I also received a request to teach story writing but did not get around to it due to other requests from the teachers. However I did wonder how I might tackle such a task, given the limited vocabulary of the teachers and also their inadequate understanding of how to say things in fluent English.
Siobhan with students
I visited other schools in the parish but felt that our communication was poor. I feel that, in order to communicate via English, participants need a certain level of proficiency that in fact some did not have, especially in the schools where English is not the medium of instruction. Even where English is the medium school texts are often in both English and Urdu and teachers frequently resort to Urdu to ensure that students understand the topic of the class.
For me, it was more rewarding to work in the school where English is the medium of instruction. Communication was clearly better and we managed to generate a level of enthusiasm throughout the class period, so I knew the participants understood what was being discussed.

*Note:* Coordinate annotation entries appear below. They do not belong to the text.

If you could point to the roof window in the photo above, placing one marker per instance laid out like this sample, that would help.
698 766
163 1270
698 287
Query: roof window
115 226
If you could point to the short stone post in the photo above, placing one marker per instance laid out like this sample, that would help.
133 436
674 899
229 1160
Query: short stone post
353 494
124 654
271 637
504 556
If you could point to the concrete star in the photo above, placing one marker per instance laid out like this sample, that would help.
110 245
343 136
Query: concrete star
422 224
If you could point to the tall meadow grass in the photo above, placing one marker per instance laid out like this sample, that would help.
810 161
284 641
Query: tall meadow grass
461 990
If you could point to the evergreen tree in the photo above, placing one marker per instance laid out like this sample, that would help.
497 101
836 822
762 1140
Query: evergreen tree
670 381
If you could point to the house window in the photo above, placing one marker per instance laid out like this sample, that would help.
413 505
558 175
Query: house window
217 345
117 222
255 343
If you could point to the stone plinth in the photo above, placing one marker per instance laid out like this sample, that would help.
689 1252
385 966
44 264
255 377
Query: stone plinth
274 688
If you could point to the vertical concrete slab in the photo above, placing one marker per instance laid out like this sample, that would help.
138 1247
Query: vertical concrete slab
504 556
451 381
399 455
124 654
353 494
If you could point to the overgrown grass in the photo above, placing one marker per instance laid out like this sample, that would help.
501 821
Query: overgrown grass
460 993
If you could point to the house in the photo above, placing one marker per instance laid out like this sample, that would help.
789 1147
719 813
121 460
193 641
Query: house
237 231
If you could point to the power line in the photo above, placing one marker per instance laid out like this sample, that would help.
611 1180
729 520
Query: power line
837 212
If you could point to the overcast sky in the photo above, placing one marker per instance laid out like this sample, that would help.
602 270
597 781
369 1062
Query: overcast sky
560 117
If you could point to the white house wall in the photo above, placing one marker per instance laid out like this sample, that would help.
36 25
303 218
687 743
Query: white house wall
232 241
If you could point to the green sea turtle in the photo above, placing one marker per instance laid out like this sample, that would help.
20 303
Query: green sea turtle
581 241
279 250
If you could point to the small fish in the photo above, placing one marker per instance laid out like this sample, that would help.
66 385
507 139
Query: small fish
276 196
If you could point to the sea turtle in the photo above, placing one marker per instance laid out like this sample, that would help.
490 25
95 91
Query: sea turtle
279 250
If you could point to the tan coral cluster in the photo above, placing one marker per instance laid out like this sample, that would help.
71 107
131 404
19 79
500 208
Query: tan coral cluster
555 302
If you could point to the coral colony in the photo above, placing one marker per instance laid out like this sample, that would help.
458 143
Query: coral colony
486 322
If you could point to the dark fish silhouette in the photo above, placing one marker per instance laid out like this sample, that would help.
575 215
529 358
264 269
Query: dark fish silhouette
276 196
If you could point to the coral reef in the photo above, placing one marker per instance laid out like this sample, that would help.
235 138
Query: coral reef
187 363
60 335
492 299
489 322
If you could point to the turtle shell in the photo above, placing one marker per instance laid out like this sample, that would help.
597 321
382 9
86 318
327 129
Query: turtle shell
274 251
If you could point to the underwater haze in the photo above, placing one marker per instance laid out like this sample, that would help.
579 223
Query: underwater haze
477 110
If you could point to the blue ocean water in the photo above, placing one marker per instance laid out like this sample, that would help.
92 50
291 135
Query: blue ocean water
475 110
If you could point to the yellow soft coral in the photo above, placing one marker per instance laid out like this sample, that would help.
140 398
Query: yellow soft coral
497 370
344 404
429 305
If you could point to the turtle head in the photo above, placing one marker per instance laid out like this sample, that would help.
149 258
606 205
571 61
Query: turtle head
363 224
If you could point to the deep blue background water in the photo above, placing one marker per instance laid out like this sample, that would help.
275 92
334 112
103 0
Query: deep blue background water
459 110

In the classrooms I did some work on English conversation and grammar. I found that students seemed to be caught into learning material by rote without necessarily understanding the content. However, I did have some conversations with students aged from 12 to 15 years in which they responded quite well. This worked especially well when their teacher was present in the classroom to support the students whenever we reached a blockage to mutual understanding. In other cases where the teacher simply translated between students and me I don’t think anything was achieved. In such instances, maybe the students did not know enough English or have any confidence in what they did know to even begin to converse.
Both students and teachers were in general most welcoming but where they lacked confidence in their ability to communicate in English both seemed to hold back. I think I was able to contribute most effectively when the principal or teachers told me what they needed and I was given time to prepare something. If I had known before leaving Ireland what the schools might have expected from me I am sure I could have come here much better prepared.
The experience has moved me deeply. I have felt welcomed and included. So many have so little and yet they readily show warm hospitality. The hardship of poverty, insecurity and discrimination as a minority group (Christians) saddens me but I have found the Pakistanis to be so resilient and strong in the face of adversity. This visit has also made me feel grateful for having been born in western society where we have and take for granted a free education system, a free health care system, good service from public utilities and relatively comfortable way of life. At times I wonder whether we appreciate what we have.